3 Interesting Articles on How Divorce Affects Children

How Divorce Affects Children

3 Interesting Articles on How Divorce Affects Children

The effects of divorce on children remain one of the largest concerns of divorcing parents. Traditionally, raising children with both parents in the home (married) was believed to produce the best outcomes for well-adjusted kids. Today, “traditional” households are no longer the majority and are quickly becoming a minority. With high divorce statistics, many parents wonder how profound the impact of their divorce will be on their kids. The following articles provide some very interesting suggestions about how divorce affects children down the road.

Divorce and Kids: 5 Ways Divorce Benefits Kids
The Huffington Post challenges the widespread belief that “staying together for the kids” is best for the family. In this article, they have proven that divorce is actual beneficial for children for several reasons.

One of the primary reasons for this is related to parental happiness. If married parents are miserable with one another and in their relationship, they’re not likely to be happy. Parental satisfaction plays a large role in the child’s happiness and adjustment.

Secondly, increased tension and anxiety within the home and parental relationships is a stressor on the children. Often this pressure is greatly reduced as the result of a parental split. The behaviors of the children will greatly improve when they are not subjected to a stressful situation.

Children are very observant and often learn by mirroring the behaviors of their parents. Staying together for the sake of the kids teaches your children that you don’t feel you deserve a happy, supportive and satisfying relationship. They gain the impression that it’s ok to settle for an unhappy marriage if kids are involved. This isn’t something that anyone would want for their children. Be honest with yourself, and honest with your children, don’t settle for unhappiness.

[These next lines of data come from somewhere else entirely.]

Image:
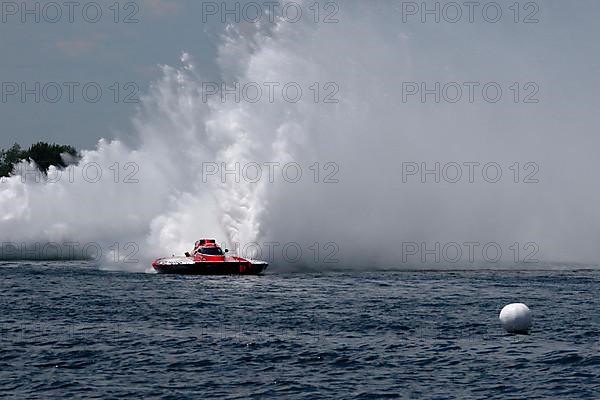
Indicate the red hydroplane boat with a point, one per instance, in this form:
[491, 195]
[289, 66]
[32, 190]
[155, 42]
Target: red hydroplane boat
[208, 259]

Divorce often allows for more in-depth relationships with both parents. Shared parenting arrangements encourage individual time with both mom and dad. This allows the child to have focused time with both parents, as opposed to spending more time with one or the other. Shared parenting arrangements often encourage a stronger parent/child relationship.

Finally, divorce provides the opportunity for your children to see you happy again. Whether or not you develop a new relationship down the road, your children will benefit from seeing you as a happy, independent individual.

The Positive Effects of Divorce on Children
Wikivorce further elaborates on the concept that divorce may not be so bad for kids after all. When considering violent and abusive relationships, separation and divorce is vital to the safety of all parties involved. Further, children who witness violence may develop unhealthy communication patterns as adults. Separation or divorce in these cases is critical to prevent children from living in an environment where they continue to see the lack of respect, lack of trust and violence.

Sometimes, divorce is often a relief to the kids. Many parents worry the children will be heartbroken at the news of their parents’ divorce. While this may apply to some, others are relieved that the divorce will end the arguing, fear, and unhappiness that plagues an unhealthy marriage.

Parenting is often compromised in the setting of an unhappy marriage. Both parents are so focused on making the marriage work; they fail to pay attention to their children and their parenting skills. Once the marriage splits, the parents are again able to devote more time and attention to their kids and their parenting skills.

Positive Outcomes of Divorce: A Multi-Method Study
This study, completed at the University of Central Florida, evaluated the outcomes of children who were the product of divorce. There is a common misconception that divorce leaves a negative impact on children involved emotionally, educationally and relationally.  This misconception leads many parents to remain in unhealthy relationships for the sake of the kids. Surprisingly, this research study found the opposite to be true.  In a study of 233 children, a Ph.D. student at the University of Central Florida found that many children experience positive outcomes following the divorce. However, positive results were related to a host of other factors; family structure, child’s gender, socioeconomic status as well as the level of parental conflict.

Divorce represents a life-changing experience for the entire family. Children will undergo transitions like shared parenting or moving to a new house. Regardless of these changes, there are many positive outcomes to be had as a result of divorce. The happiness of the parents plays an enormous role in the happiness of their children. Seeing parents in supportive, trusting relationships leads children to seek those types of relationships in their lives. And, parents who no longer have to focus on an unhealthy marriage have more time to build relationships with and parent their children. “Staying together for the kids,” is no longer the ideal situation. Showing children the importance of a happy, trusting relationship is far more valuable.